Eine dieser Geschichten liegt zwar lange zurück (Ende der Sechzigerjahre), lohnt jedoch trotzdem, wieder einmal hervor gekramt zu werden.

 

Ich sitze also wieder einmal in unserer Ka 8b und warte ungeduldig, bis der Fahrer des Seilrückholfahrzeuges von der Schleppwinde zurückkommt. Da rattert er über Stock und Stein mit dem angehängten Seil daher und es kann losgehen:

 

Haube zu, Seil einklinken, Flächen waagrecht - ein Moment gespannte Stille und dann bewegt sich der Seilfallschirm vor mir im Gras.

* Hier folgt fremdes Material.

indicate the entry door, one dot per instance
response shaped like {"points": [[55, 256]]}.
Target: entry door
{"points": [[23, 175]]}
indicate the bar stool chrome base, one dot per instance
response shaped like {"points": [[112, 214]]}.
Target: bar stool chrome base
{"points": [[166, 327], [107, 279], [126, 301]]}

Ich fühle mich durch die Startbeschleunigung wie auf einem Flugzeugträger und steige gleich darauf steil in den Himmel. Angesagt ist bei etwas zerrissener Thermik ein Streckenflug zu einem anderen Flugplatz und wenn möglich, auch wieder zurück.

 

Am Anfang geht tatsächlich alles wie erwartet. Nach dem Ausklinken finde ich gleich Anschluss an die Thermik und mit ständigem Kreisen geht es aufwärts.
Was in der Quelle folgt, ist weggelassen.